In the described fuel cell module with the bundle of tubes 10 , 10 ', the gas can be diverted through a common part 15 , which forms a termination for all tubes with integrated deflection.

The above module is produced as follows: The air outlet ducts of the HPD tubes 10 ′ are closed at the end at the outlet before sintering, for example with a paste made of cathode material. For this purpose, the tubes 10 'are provided with the through bores 13 for the air outlet. The electrolyte can advantageously be drawn up to the upper tube area.

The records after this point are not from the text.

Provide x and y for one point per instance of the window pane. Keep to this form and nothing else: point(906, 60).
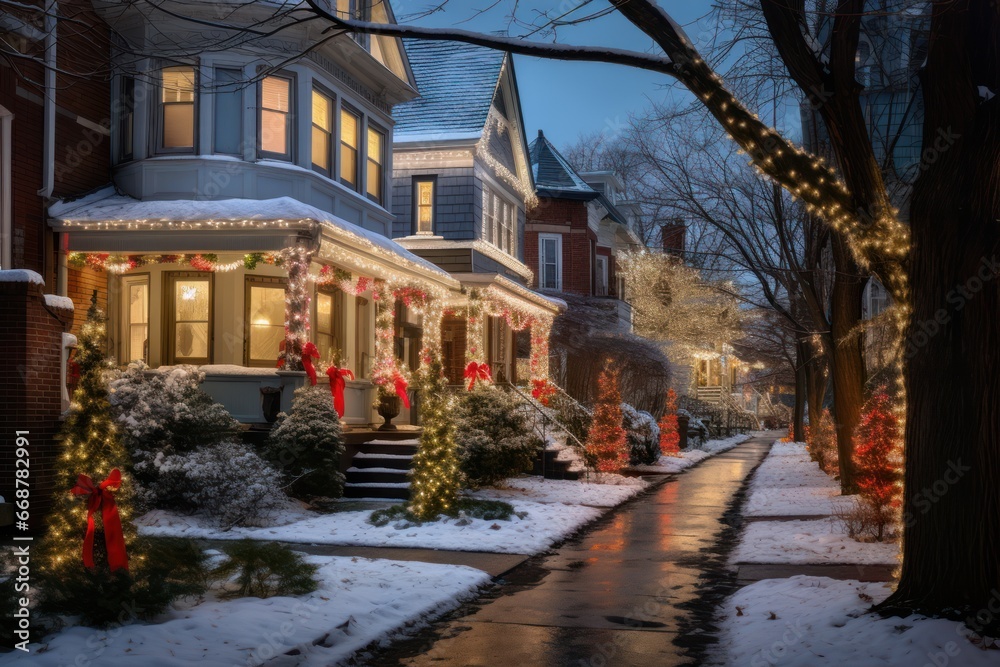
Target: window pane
point(178, 84)
point(276, 93)
point(267, 321)
point(324, 313)
point(274, 132)
point(178, 126)
point(228, 111)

The bottom part 15 of the entire HPD module is a common cap for the entire tube bundle. The entire base cap can be produced, for example, by pressing. Air deflections are equally integrated in the production. The entire base part 15 is then glued to the cathode tubes 10 , 10 '.

Claims (9)

1. High-temperature fuel cell reactor with HPD (High Power Density) cells with individual tubes, which are connected in series in terms of flow technology, means for introducing air into a first tube and for discharging air from a second tube, characterized in that an air outlet ( 13 ) on the circumference of the second pipe ( 10 ') is provided as a means for air discharge. 2. Fuel cell reactor according to claim 1, characterized in that a lateral bore ( 13 ) is provided on each individual tube ( 10 ') as the air outlet. 3. Fuel cell reactor according to claim 2, characterized in that the diameters of the lateral bores ( 13 ) in the outlet ducts are dimensioned in such a way that they form a defined throttle point which realizes a uniform distribution of the air in an HPD cell. 4. Fuel cell reactor according to claim 1, characterized in that at the end of the tubes ( 10 , 10 ') there is an air deflection. 5. Fuel cell reactor according to one of the preceding claims, characterized in that the tubes ( 10 , 10 ') are closed at the ends by a bottom cap. 6. Fuel cell reactor according to claim 5, characterized in that the bottom cap ( 15 ) is designed for air deflection. 7. Fuel cell reactor according to one of the preceding claims, characterized in that the tubes ( 10 ') with the air outlets ( 13 ) are sealed gas-tight on the output side. 8. Fuel cell reactor according to claim 7, characterized in that the outlet-side closure ( 12 ) of the tubes ( 10 ') consists of cathode material. 9. Fuel cell reactor according to claim 2, characterized in that the electrolyte on the circumference of the tubes ( 10 ') is designed to be closed up to the tube start.